A potential solution to face this challenge is to model IoT data using machine-interpretable and interoperable formats. The existing work often uses solutions that are adapted from the Semantic Web (SW) and semantic data modelling to overcome the interoperability issues and to provide semantically rich descriptions for the IoT data. The recent advancements in this area are discussed in several existing works such as the Semantic Sensor Web (SSW) and Linked Sensor Data (LSD) on the Linked Open Data (LOD) cloud. Research on the IoT data so far has largely focused on knowledge representation, such as how to semantically describe capabilities of IoT devices and services, data annotation, and publications, for example, how to create and publish semantically annotated IoT data and linked data models. However, modelling and integrating the observation and measurement data, streaming sensor data, and providing discovery mechanisms to enable distributed query mechanisms are other key issues to enable end-to-end solutions for publications and consumption of the sensory data emerging from IoT resources.

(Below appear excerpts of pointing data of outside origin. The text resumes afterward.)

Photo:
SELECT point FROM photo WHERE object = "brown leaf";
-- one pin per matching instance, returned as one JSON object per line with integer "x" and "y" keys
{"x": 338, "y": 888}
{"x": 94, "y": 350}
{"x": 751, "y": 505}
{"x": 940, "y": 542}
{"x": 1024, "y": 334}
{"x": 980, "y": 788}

Potential topics include but are not limited to the following:

  • Sensor Knowledge Modeling and Representation

  • Sensor Data Analysis and Knowledge Discovery

  • Sensor Knowledge Graph and Its Applications

  • Sensor Ontology Engineering and Sensor Data Annotation

  • Sensor Ontology Alignment and Linked Sensor Data Integration

  • Instance Coreference Resolution on Semantic Sensor Web and Linked Sensor Data

  • Intelligent Sensor Data Storage and Management

  • Sensor Data-Driven Security Ontology in Semantic Sensor Web and Its Applications

  • Semantic Enquiry Technique on Sensor Data Markets and Search Engines in Semantic Sensor Web

  • Sensor Security Ontology Matching Technique in Linked Sensor Data and Its Applications

The submitted manuscripts for this Special Collection will be peer-reviewed before publication.

Submit your paper.

Please submit your paper according to the following timetable for the Special Collection:

Manuscript Deadline

June 30, 2022

An article processing charge may apply upon acceptance of your paper. 

Lead Guest Editor

Dr Xingsi Xue received his PhD degree in Computer Application Technology from Xidian University, China in 2014. He is an associate professor at Center for Information Development and Management, Fujian University of Technology, and the director of Intelligent Information Processing Research Center, Fujian University of Technique. His research interests include intelligent computation, data mining and large-scale ontology matching technology. He is the member of IEEE and ACM.

Co-Guest Editors

Dr Jeng-Shyang Pan received his PhD degree in electrical engineering from the University of Edinburgh in 1996. He is currently the Professor of Shandong University of Science and Technology. He is the IET Fellow, U.K., and has been the Vice Chair of the IEEE Tainan Section and Tainan Chapter Chair of IEEE Signal Processing Society. His current research interest includes the information hiding, artificial intelligence and wireless sensor networks.

Dr Yuemin Ding obtained his PhD degree from Department of Electronic Systems Engineering, Hanyang University, Ansan, Korea, in 2014 and worked as an associate professor at School of Computer Science and Engineering at Tianjin University of Technology, Tianjin, China, from 2015 to 2019. He worked as a postdoctoral research fellow at the Department of Energy and Process Engineering, Norwegian University of Technology, Trondheim, Norway, from 2019 to 2021. He is currently an Associate Professor at the Tecnun Engineering School of Engineering, University of Navarra, San Sebastian, Spain. His research interests include Internet-of-Things (IoT), smart grid communication, and energy-efficient management of user-side facilities.

Dr Pei-Wei Tsai received his PhD in Electronic Engineering in 2012 at the National Kaohsiung University of Applied Sciences in Taiwan. He was an invited speaker in 2021 International Symposium on Novel and Sustainable Technology (2021 ISNST) in Taiwan. He is a technical committee of the Application-Specific CE for Smart Cities in IEEE Consumer Technology Society. Currently, he is a lecturer at Swinburne University of Technology in Australia. His research interests include intelligent optimization, machine learning, and data analytics.